私が「総合診療」を医師としての専門にしたいと本格的に思ったのは、医師になりたての研修医1年目の夏休みでした。大学病院から1週間の夏休みをもらった私は、かねてから訪れたかったタイのロッブリー県にある世界最大のエイズ・ホスピスであるパバナプ寺(Wat Phrabhatnamphu)を訪問しました。わずか1週間という短い期間でしたから、ボランティアをするつもりで訪れたものの、患者さんの役に立つことはほとんどできませんでした。

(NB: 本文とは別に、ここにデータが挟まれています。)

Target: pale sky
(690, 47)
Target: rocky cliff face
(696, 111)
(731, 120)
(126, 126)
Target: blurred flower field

何もできなくて患者さんや施設のスタッフには迷惑をかけただけでしたが、私にとっては、人生の中でこれほど重要な1週間もなかったといっても過言ではないと思います。まずエイズという病の凄絶さを目の当たりにしました。当時のタイではまだ抗HIV薬がなくその施設では毎日数人が死亡していました。当時のタイではHIV陽性者は生きる場所がなく、職を失い、道を歩けば石を投げられ、バスに乗ろうとすると引きずり下ろされ、病院では診察を拒否され、家を追い出され、行く場がなかったのです。それでも前を向いて生きていこうとしている患者さんがその施設にいて私は胸を打たれました・・・。この話をしだすと止まらなくなりますので話を元に戻します。
その施設に訪問して私はエイズという病に本格的に取り組みたいと思ったわけですが、もうひとつ、私の人生に大きなインパクトを与えた出来事がありました。それは、当時その施設でボランティアとして活躍していたベルギー人の男性医師です。この医師はエイズ専門医ではありません。いわゆるGPと呼ばれる医師だったのです。
GPとはgeneral practitionerまたはgeneral physicianの略で、日本語にすると「一般医」または「総合診療医」となります。ベルギーを含むヨーロッパ諸国の多くは、日本のようにどこの医療機関でも受診できるわけではなく、まずGPを受診します。そして必要あればGPの紹介状を持って「脳外科」「循環器内科」などの専門医や大きな病院を受診するシステムになっています。
GPのそのベルギー人医師はエイズ専門医ではなく抗HIV薬を処方しているわけではありません。GP(総合診療医)として、HIVに伴う諸症状、というよりはHIVが原因かどうかに関係なく、患者さんの悩みをすべて聞いていました。間違っても(日本の医師がよく言う)「それは自分の専門外だから分からない」とは言わないのです。
もちろんこの医師にできないこともありますが(というより、充分な薬剤や検査装置のないこのホスピスでできることは限られていました)、少なくとも「なぜそのような症状が出現していて、どのような経過をたどることが予想されるか、その症状を取り除くのに今できることにはどのようなものがあるか、そしてどの程度その症状が改善することが見込めるか」といった説明をするのです。「できることは限られているが、それでもあなたにできる最大限の医療をします」というメッセージがそばで診ている私にもビシビシと伝わってくるのです。
ここで言葉を整理したいと思います。欧米諸国では「GP」という言葉が一般的ですが、医療者でない日本人にGPという言葉はほとんど普及していません。そもそも日本では少し前まで医学部を卒業すれば、整形外科とか産婦人科といった何らかの臓器を専門とする医局に入るのが普通であり、欧米諸国のようにGPという制度が存在しませんでした。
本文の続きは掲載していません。